9 signs that your organisation may need a redesign

When people hear the phrase ‘organisation design’ they often assume it means large-scale top-down change (think of the big restructures you see off the back of new strategies, mergers and acquisitions, or rising cost pressures).

But thinking about how work gets done needn’t be a ‘big bang’ exercise to drive significant change everywhere. In fact, organisations that can respond in smaller (and timelier) ways to day-to-day friction in their operating models have the potential to yield bigger benefits with less disruption.

To illustrate this, at Kindred we like to use the analogy of a garden. A garden is a complex system that cannot be fully predicted or controlled. It can get a bit unruly if neglected over time – some plants grow beyond the initial plan, whilst others don’t thrive as hoped. Successful gardeners don’t create something then leave it unchecked for years. They monitor and tend to it.

Just like the natural world, organisations are complex systems. They also can’t be fully predicted or controlled. Creating the best environment requires ongoing attention, and an ability to spot signs that an intervention is needed.

If you’re experiencing day-to-day challenges in relationships, decision-making or delivery, they may point to unresolved organisation design questions. Here’s some things to look out for:

Relationship Indicators

Leaders get on well with one another, but their teams are butting heads

It might just be about personalities, but ongoing interpersonal tensions between teams on the ground can also indicate a lack of functional clarity. If there isn’t alignment on how each team is intended to contribute, then friction can easily arise. This issue often bubbles under the surface if the leaders at the top are constantly acting as mediators or avoiding conflict altogether.

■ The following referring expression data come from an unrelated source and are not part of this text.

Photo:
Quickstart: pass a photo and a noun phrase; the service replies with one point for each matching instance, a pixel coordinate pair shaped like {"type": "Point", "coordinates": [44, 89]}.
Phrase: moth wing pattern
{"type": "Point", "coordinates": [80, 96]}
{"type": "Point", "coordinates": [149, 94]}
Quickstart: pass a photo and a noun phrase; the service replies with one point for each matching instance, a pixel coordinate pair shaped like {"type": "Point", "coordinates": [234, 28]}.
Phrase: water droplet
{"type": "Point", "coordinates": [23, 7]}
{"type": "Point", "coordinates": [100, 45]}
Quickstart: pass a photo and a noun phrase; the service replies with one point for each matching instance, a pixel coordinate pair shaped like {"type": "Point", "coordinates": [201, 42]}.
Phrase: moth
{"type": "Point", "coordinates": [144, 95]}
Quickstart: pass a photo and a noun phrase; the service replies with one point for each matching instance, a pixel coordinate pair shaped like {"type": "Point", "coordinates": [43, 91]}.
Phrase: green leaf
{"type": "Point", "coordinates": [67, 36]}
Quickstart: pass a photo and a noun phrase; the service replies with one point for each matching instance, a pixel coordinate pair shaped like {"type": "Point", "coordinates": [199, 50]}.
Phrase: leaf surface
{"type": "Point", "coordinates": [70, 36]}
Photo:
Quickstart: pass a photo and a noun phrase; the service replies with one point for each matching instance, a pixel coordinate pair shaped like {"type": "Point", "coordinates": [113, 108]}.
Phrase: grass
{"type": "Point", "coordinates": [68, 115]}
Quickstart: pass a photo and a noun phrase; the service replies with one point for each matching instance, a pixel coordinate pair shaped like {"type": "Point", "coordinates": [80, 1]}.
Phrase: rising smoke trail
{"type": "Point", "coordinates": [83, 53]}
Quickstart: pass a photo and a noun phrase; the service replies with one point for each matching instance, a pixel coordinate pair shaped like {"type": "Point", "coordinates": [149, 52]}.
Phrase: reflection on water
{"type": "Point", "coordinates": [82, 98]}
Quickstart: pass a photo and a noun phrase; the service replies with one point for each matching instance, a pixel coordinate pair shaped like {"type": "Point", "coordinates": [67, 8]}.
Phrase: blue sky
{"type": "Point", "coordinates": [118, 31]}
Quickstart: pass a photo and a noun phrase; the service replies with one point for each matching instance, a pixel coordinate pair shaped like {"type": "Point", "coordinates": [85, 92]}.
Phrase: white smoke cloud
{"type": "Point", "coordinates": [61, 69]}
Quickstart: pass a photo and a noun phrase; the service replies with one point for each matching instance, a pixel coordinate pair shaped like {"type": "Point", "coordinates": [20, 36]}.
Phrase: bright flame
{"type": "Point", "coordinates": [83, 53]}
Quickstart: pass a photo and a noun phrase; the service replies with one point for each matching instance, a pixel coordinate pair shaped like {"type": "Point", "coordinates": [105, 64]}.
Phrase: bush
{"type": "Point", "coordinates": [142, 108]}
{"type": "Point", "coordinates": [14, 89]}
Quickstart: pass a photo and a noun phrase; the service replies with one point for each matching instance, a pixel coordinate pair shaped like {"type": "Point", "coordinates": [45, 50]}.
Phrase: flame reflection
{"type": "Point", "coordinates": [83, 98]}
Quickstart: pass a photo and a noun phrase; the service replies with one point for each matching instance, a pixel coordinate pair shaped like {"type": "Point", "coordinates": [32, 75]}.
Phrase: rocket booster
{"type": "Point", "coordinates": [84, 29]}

There’s high reliance on two people seeing eye-to-eye

If your organisational progress depends on two leaders agreeing on everything then it’s likely a case of blurred accountabilities. If they tend to be of like mind, the cost is probably inefficiency (e.g. people needing to get two ‘sign offs’ on a given piece of work). If they tend to disagree, then it’s a recipe for chaos for the teams around them.

Teams don’t seem to talk to one another

There can be multiple drivers for poor communications between teams, but it’s worth considering whether it’s clear who needs to stay connected to whom. ‘Joining the dots’ in a complex organisation isn’t easy, and often teams aren’t talking because individuals within them don’t have explicit responsibilities to do so

Decision-making indicators

Decisions go round the houses

Some organisations can be culturally ‘consensus-driven’ but when decisions tend to go through lots of circular conversation, it can indicate a large number of ‘consulted’ parties but no one ‘accountable’ one. Decisions that involve a high degree of commitment, complexity or cost probably should involve a lot of people, but there needs to be a person (or a clear mechanism) to channel perspectives and make a call.

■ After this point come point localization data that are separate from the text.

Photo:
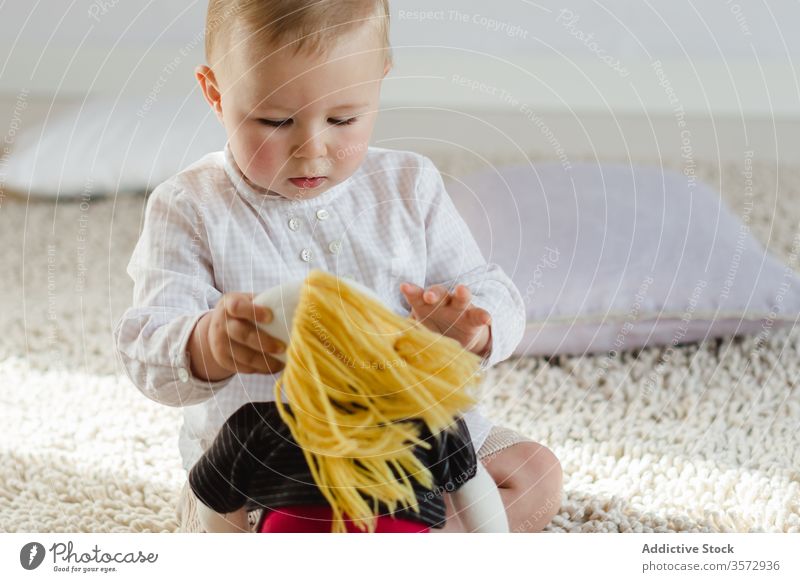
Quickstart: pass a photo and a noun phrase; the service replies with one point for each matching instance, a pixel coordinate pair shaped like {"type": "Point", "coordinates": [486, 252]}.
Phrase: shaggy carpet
{"type": "Point", "coordinates": [713, 448]}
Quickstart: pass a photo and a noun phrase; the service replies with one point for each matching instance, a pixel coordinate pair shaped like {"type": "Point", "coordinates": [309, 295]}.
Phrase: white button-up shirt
{"type": "Point", "coordinates": [207, 232]}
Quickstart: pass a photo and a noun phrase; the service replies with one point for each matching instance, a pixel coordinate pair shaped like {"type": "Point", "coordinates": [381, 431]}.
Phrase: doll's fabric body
{"type": "Point", "coordinates": [254, 462]}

The same decision is being taken in multiple places

There are plenty of instances where different teams grappling with the same decision isn’t an issue; most take their own calls on how to run team meetings, for example. But when the same large-scale organisational decision is being discussed in multiple places, it could signify that there are duplicative agendas at play and an inefficiency in the use of time and energy.

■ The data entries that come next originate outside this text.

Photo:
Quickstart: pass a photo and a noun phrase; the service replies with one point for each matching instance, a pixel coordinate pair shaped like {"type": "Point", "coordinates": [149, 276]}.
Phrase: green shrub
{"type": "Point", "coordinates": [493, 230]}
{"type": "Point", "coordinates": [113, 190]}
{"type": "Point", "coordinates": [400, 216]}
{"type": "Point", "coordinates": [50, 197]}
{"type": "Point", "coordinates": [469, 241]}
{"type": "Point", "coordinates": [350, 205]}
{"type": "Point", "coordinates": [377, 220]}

Decisions get made in the room and then unmade outside it

If information changes, it can be right to go back on a decision. But if there is a tendency for decisions to be made by the relevant people in the room and then reversed outside it, it signifies that your governance structures aren’t doing the job they need to. Maybe the notional decision-makers aren’t really empowered to make the call, or maybe the forums themselves aren’t conducive to making firm decisions. Either way, it results in lost time and increased confusion.

Delivery indicators

You can’t get the relevant people together quickly enough

“The diaries are a nightmare” is a phrase I hear in every organisation. And it’s true. Modern matrixed businesses have significant interdependence baked in. And managing that interdependence requires interaction. But if you find you can’t make progress on a key project because just scheduling the time to get the relevant people together is impossible, then you may well have too many contributors who are each playing too narrow a role.

There’s ‘nice to have’ activity in some places, and a lack of progress in others

Teams can vary in their effectiveness – at a given time some may be at the ‘performing’ stage whilst others are still ‘forming’ or ‘storming’. That said, if you’re noticing that certain functions are able to deliver ‘nice to have’ activity whilst others are struggling to move forward on critical priorities, it might be a sign that resources are no longer aligned to strategic priorities.

Certain individuals have become major bottlenecks

It’s not always easy for leaders to ‘let go’, and a member of your team being a bottleneck to progress could have a behavioural driver. There is, however, a natural tendency for organisations to reward high performers with more responsibilities. If you’ve hit a point where one person’s capacity has become the blocker to progress, it could indicate that individual portfolios have become unbalanced and there’s a need to redress them.

What you can do

If you’ve identified some of the challenges above, the next step is to gain a deeper understanding of what is going on beneath the surface. It may be that the solution lies in addressing individual behaviours, but those behaviours are likely to be heavily influenced by the organisational context. Being willing to take stock and tinker with the system where things aren’t working makes work a better place to be, and means that the once-every-few-years major redesign might not be needed after all.